SCAI Statement on EACTS Response to EXCEL Trial Investigation | SCAI

This week, leaders of the European Association for Cardiothoracic Surgery (EACTS) withdrew their support for European practice guidelines that endorse the use of coronary stents in many patients with left main coronary artery disease. EACTS leadership claims the results of the EXCEL randomized clinical trial1 were misleading because the protocol definition of myocardial infarction (MI), based on the SCAI definition of MI2, did not align with the Third Universal Definition of MI3 developed collaboratively by the European Society of Cardiology, the American College of Cardiology, the American Heart Association, and World Health Foundation. These definitions differ in the recommended biomarker measurements and thresholds for adjudicating a peri-procedural MI. EACTS leaders further expressed concern that mortality rates were greater among stent-treated patients in EXCEL, and suggested that the trial leadership was not forthcoming about this observation.

The authors of the EXCEL trial preferred the SCAI definition of MI because it is based on the best available evidence linking biomarker abnormalities to subsequent mortality in large clinical trials, avoids ascertainment bias, and uses the same criteria for PCI and bypass surgery4. The SCAI definition has been used in multiple clinical trials because it avoids the pitfall of tabulating MI events that are small enough to have little clinical impact. Instead, the SCAI definition permits assessment of MI events that are likely to be clinically relevant.

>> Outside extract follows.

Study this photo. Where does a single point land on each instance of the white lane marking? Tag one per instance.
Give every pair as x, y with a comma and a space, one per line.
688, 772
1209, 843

Cumulative event curves for all-cause death for the two treatment groups in EXCEL were superimposable for the first 18 months after treatment, but separated from 18 to 36 months.  Even though the difference was not statistically important at 3 years1, it raised concerns that death rates would rise further for PCI-treated patients.  For this reason, the recent publication of 5 year follow-up for EXCEL patients in the New England Journal of Medicine5 was welcomed. The paper shows that all-cause mortality remains higher for PCI-treated patients (13% versus 9.9%), but no difference in definite cardiovascular death was observed (5% versus 4.5%).  The powered composite endpoint of death, stroke, or MI was not different at 3 or 5 years of follow up.

SCAI respectfully disagrees with EACTS regarding EXCEL. While all-cause mortality is an important endpoint to follow, the EXCEL trial was neither designed nor powered to assess differences in this endpoint.  Lethal differences in treatment effectiveness would be expected to manifest as differences in cardiovascular death rates; while this was also an unpowered observation, the lack of any difference in definite cardiovascular death at 5 years is reassuring. SCAI endorses the guidelines in Europe and the United States that support use of coronary stents for treatment of left main coronary artery disease in appropriately selected patients.

  1. Stone GW, Sabik JF, Simonton CA, et al.  Everolimus-eluting stents of bypass surgery for left main coronary artery disease.  New Engl J Med 2016;375:2223-35.
  2. Moussa ID, Klein LW, Shah B, et al. Consideration of a new definition of clinically relevant myocardial infarction after coronary revascularization: an expert consensus document from the Society for Cardiovascular Angiography and Interventions (SCAI).  J Am Coll Cardiol 2013;62:1563-70.
  3. Thygesen K, Alpert JS, Jaffe AS. et al. Third universal definition of myocardial infarction.  Eur Heart J 2012;33:2551-67.
  4. Moussa ID, Stone GW. Myocardial infarction after percutaneous coronary intervention and coronary artery bypass grafting surgery.  Time for a unifying definition.  JACC: Cardiovasc Interv 2017;10:1508-10.
  5. Stone GW, Kappetein AP, Sabik JF, et al. Five year outcomes after PCI or CABG for left main coronary artery disease. New Engl J Med 2019;381:1820-30.